Une vidéo nocturne capture plusieurs poissons-chats africains sortant de l'eau dans un étang sud-africain. La scène, enregistrée par une caméra fixe, montre pendant une vingtaine de minutes comment les poissons alternent départs et retours alors que le sol reste humide après les récents épisodes de pluie.
La scène ne dure que quelques secondes au début et est pourtant déconcertante car elle brise une frontière que l'on tient habituellement pour acquise (l'eau et la terre). Une caméra animalière installée autour du Naledi Bush Lodge a enregistré de nuit plusieurs spécimens de poisson-chat africain (Clarias gariepinus) sortant d'une mare et se déplaçant sur le terrain humide avant de retourner à l'eau, dans une séquence qui a duré environ 20 minutes. L'enregistrement a été diffusé par Africam Live puis récupéré par IFLScience.

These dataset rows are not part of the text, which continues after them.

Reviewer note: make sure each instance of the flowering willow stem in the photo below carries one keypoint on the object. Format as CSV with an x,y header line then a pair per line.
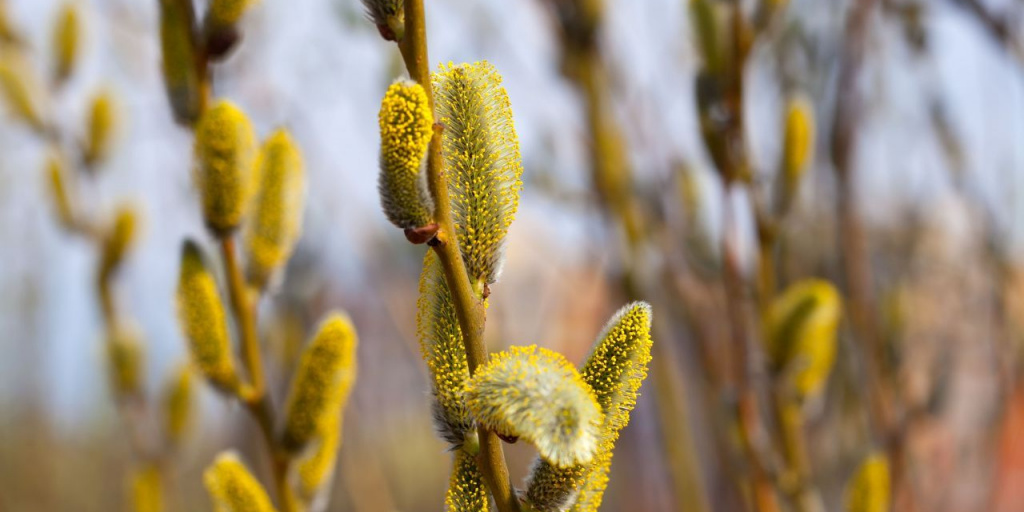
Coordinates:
x,y
469,306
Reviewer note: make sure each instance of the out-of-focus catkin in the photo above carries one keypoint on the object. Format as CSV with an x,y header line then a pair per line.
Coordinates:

La scène n’est pas mineure. La chambre se trouve dans une réserve privée au sein du parc national du Grand Kruger, une mosaïque de ruisseaux et de points d'eau saisonniers où les variations entre sécheresse et inondation déterminent la vie quotidienne. Dans la pièce, on peut voir que le groupe se concentre sur le bord, se pousse hors de l'eau et « marche » avec un mouvement lent, basé sur des appuis intermittents et une progression par sections courtes.

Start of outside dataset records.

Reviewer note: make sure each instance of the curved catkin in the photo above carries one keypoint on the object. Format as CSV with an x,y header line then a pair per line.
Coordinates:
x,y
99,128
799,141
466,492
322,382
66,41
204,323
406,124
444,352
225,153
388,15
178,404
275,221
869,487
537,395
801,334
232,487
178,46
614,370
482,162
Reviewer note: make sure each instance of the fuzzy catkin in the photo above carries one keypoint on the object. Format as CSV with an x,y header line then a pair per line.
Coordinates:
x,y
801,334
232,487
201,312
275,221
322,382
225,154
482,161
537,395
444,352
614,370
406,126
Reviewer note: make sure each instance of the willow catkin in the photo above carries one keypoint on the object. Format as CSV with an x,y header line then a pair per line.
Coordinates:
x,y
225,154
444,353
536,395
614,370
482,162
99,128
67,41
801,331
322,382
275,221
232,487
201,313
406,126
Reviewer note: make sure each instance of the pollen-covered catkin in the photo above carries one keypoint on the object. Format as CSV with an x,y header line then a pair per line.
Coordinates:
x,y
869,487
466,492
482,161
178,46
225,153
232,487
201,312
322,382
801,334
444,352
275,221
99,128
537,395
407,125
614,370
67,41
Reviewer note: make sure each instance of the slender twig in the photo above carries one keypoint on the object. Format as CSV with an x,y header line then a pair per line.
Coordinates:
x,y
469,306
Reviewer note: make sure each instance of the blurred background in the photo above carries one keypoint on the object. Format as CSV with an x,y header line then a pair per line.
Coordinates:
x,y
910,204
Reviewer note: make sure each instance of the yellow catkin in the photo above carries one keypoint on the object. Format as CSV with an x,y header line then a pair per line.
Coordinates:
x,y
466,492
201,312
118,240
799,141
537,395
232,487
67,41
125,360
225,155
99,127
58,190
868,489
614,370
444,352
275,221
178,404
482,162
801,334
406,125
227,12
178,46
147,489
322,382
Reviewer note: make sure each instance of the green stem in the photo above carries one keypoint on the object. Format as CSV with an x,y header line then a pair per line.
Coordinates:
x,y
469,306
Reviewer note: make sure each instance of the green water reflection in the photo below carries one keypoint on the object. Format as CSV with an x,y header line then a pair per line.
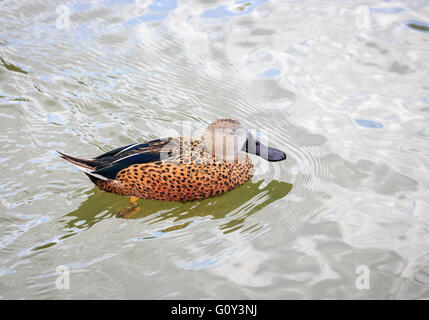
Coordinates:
x,y
238,204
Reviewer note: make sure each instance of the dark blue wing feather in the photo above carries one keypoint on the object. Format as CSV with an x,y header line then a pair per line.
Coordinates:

Ce qui semble être une extravagance est en réalité une stratégie connue de l’espèce, bien que rarement documentée avec autant de clarté dans la nature. Le poisson-chat africain est un poisson capable de survivre temporairement hors du milieu aquatique grâce à sa respiration aérienne, un avantage dans les eaux pauvres en oxygène et dans les étangs qui se fragmentent ou se dégradent.
La clé est dans le « comment ». Sur terre, ces poissons ne se déplacent pas comme un tétrapode, mais plutôt selon une locomotion qui combine le mouvement du tronc avec l'ancrage et la poussée des nageoires pectorales. Des études comparatives sur des poissons à locomotion terrestre décrivent dans le genre Clarias un modèle dans lequel l'épine de la nageoire pectorale aide à fixer le corps et à le tirer vers l'avant.
Le « pourquoi » indique une intersection d’opportunités et de besoins. Lorsque la pluie maintient le sol humide, le risque immédiat de déshydratation diminue et une fenêtre s’ouvre pour explorer, chercher de la nourriture ou atteindre une autre nappe d’eau à proximité. La biologie du poisson-chat africain, omnivore et opportuniste, s'inscrit dans ce comportement exploratoire, de la même manière que dans d'autres contextes la pression sur les écosystèmes d'eau douce (et l'expansion des espèces invasives) reconfigure l'équilibre des communautés aquatiques.
Au-delà de l'étonnement, la vidéo rappelle un avantage écologique qui explique une partie du succès de l'espèce dans différents systèmes fluviaux. Un poisson qui tolère l'air, se déplace sur terre dans des conditions favorables et profite de ressources très diverses a plus de débouchés lorsque l'habitat devient instable (ce qui s'observe également dans de vastes processus, de la tropicalisation de certaines eaux à la détérioration des habitats). Cette plasticité est un avantage pour la survie, mais elle peut aussi devenir un problème lorsque l'espèce est introduite hors de son aire naturelle et entre en compétition avec la faune locale.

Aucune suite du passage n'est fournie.